The Bridge design is basically sound and boost arc to overcome gap or fluid pressure rise in breakdown voltage is a bonus. The higher voltage guarantees triggering of the power arc that follows and does not need to be high current, it can be milliamps compared to Amps of the low voltage . Each discharge energy pulse is directly related to the CV^2, so it would be useful to have a linear control proportional to V^2 with ranges controlled by switchable C values for different metals, where the energy is measured in Joules or Watt-seconds.
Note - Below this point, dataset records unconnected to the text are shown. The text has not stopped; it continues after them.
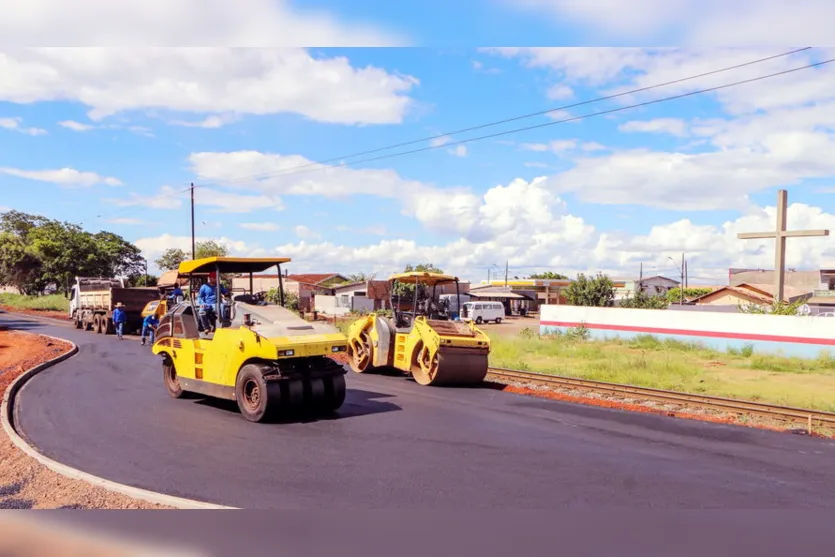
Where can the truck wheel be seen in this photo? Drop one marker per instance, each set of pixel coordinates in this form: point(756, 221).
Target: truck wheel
point(253, 394)
point(169, 377)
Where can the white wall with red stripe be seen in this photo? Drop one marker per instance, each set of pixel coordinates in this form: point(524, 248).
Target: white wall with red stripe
point(802, 336)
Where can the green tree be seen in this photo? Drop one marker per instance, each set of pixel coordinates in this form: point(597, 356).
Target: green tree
point(775, 308)
point(291, 300)
point(138, 279)
point(209, 248)
point(595, 292)
point(550, 275)
point(642, 300)
point(36, 253)
point(171, 259)
point(674, 294)
point(407, 290)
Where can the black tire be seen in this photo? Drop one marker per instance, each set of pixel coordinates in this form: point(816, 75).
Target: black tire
point(334, 393)
point(253, 394)
point(169, 377)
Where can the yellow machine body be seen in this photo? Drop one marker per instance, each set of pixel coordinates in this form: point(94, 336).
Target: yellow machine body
point(433, 349)
point(268, 359)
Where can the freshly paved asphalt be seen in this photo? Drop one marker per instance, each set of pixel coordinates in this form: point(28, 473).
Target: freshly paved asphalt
point(399, 445)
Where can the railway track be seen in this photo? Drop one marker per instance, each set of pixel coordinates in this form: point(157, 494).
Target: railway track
point(809, 418)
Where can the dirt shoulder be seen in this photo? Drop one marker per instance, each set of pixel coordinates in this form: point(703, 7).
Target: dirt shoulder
point(52, 314)
point(24, 482)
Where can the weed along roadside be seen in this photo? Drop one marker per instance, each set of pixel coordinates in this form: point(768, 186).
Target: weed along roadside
point(647, 361)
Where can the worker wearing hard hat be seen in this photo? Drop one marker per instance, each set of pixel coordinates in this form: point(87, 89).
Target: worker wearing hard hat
point(206, 299)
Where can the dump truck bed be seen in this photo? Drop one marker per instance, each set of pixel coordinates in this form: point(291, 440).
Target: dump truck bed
point(105, 299)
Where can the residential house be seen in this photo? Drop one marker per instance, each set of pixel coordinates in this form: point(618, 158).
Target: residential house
point(537, 292)
point(652, 286)
point(304, 286)
point(749, 293)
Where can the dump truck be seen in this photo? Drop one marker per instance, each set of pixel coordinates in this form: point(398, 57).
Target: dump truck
point(93, 299)
point(261, 355)
point(422, 339)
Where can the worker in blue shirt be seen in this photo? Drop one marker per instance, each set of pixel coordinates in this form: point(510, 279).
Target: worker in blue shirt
point(149, 327)
point(206, 298)
point(119, 319)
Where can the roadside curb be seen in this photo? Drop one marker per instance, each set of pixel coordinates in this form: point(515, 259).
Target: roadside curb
point(7, 418)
Now both the Cap and arc will have low ESR and it is recommended to have the Cap ESR much lower than the Arc unless there is a reason to limit current with lossy ESR, but preferable series inductance and pulse width can control current better with lower loss.
I don't have any EDM experience, but it wouldn't take me long to get up to speed. ( although I have diffusion bonding experience for bonding tubes with radial diffusion bonding up 100kA which is more difficult as the diffusion weld goes around the circumference, the welded resistance naturally drops so more power must rise rapidly from start to finish around the circumference of the tubes joined to maintain constant arc temperature.. ( Zirc. shim for Monel Steel tubing for Nuclear reactors, circa '79)
Perhaps with your practical experience ,we can put together a general design spec in a table of values, from which I could generate a feasible design.
1) Joule range; Arc trigger voltage
2) Pulse width range;
2a) cutoff criteria (Joules or Amps, threshold )
3) Pulse Interval range;
4) Materials: brass, steel , alum , copper, SS , tool steel, molyb. etc. variations...
5) EDM methods; RAM, Small Hole, Wire
6) Fluid types;
7) Fluid pressure ;
8) Electrode material, shape , diameter:
9) Electrode Fluid tube design; single hollow tube, tri-tube in 1
10) ??
This may exist already in a concise EDM manual, but items 4+ affect items 1~3 which I can easily design, once defined.
Most of challenges are in the magnetics as in Welders etc and a non-saturated core is critical, which may be a large gapped core, or non-ferrous core
I would choose battery power with a charger to avoid the line pulse currents that will be 10x the average current of a standard line bridge rectifier with 10% ripple.
When I get a chance, I'll read Anadian's thesis.